Z życia wzięte
Pani Klaudia, na swoim profilu w mediach społecznościowych opisała sytuację, której była świadkiem. Na paprocańskim placu zabaw zwanym statkiem, podczas rozmowy z koleżanką, zauważyła dwie kobiety spacerujące za rękę z małym dzieckiem, które zgubiło się i próbowało odnaleźć rodziców. Na szczęście sytuacja skończyła się dobrze i co najważniejsze szybko. Koleżanka Pani Klaudii, która ma małe dzieci, przyznała, że takie sytuacje zdarzają się częściej. Tego dnia na placu zabaw przebywało bardzo dużo dzieci. Wystarczy chwila nieuwagi i nawet najbardziej uważny rodzic może stracić pociechę z pola widzenia...

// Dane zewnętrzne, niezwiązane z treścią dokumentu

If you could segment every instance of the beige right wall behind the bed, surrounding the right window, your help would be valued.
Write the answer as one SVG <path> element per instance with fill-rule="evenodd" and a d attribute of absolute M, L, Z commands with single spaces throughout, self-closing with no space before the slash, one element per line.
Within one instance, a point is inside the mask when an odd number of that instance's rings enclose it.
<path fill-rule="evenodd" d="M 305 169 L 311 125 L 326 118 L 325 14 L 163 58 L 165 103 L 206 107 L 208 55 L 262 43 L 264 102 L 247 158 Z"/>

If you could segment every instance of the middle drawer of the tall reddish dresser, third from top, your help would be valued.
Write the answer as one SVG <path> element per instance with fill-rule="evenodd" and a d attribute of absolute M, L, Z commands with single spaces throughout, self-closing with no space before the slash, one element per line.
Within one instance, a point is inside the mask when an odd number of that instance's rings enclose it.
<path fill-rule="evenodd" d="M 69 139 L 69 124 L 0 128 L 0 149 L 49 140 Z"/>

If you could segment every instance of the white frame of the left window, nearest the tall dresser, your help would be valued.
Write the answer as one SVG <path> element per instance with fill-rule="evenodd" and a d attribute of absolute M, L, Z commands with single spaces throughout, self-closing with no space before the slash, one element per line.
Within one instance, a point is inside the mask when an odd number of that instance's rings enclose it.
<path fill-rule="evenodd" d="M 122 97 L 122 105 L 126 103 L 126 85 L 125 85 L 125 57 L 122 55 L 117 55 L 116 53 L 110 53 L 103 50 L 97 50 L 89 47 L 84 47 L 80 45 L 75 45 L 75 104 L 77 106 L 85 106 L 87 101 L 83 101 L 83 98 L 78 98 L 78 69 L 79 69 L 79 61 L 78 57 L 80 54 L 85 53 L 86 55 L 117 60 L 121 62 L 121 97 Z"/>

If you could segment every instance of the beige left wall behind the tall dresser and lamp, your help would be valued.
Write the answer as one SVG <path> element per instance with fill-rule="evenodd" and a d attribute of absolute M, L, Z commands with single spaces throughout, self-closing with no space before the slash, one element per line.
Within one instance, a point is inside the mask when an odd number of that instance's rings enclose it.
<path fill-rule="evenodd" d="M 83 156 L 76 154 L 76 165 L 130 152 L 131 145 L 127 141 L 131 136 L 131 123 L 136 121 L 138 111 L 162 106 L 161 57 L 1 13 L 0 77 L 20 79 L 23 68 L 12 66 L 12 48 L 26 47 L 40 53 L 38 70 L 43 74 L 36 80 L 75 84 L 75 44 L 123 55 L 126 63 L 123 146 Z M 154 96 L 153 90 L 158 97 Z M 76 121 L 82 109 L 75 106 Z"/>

Co zrobić, gdy zgubi się dziecko?
- Mój pomysł jest taki. Na placu zabaw powinien zostać zamontowany megafon, po który można sięgnąć gdy dziecko zgubi się w tłumie. Głośno powiedzieć, że szukamy danego dziecka, opisać jego ubranie, wiek, cechy charakterystyczne. Także w drugą stronę, gdy sami zauważymy, że dziecko nie potrafi znaleźć rodziców, głośno powiedzieć, że dziecko znajduje się w danym miejscu i czekamy z nim, do czasu pojawienia się opiekuna - mówi Pani Klaudia Matlachowska. Tyski Społecznik
Od pomysłu do realizacji
Propozycja spotkała się już ze sporym poparciem społecznym. Docelowo, działaczka chciałaby, aby megafony były zamontowane nie tylko na placach zabaw ale także w innych miejscach, w których będą mogły pomóc dzieciom i ich opiekunom. Jeśli przedsięwzięcie zyska większy rozgłos i zbierze wiele dobrych opinii, z całą pewnością zostanie wdrożony w życie.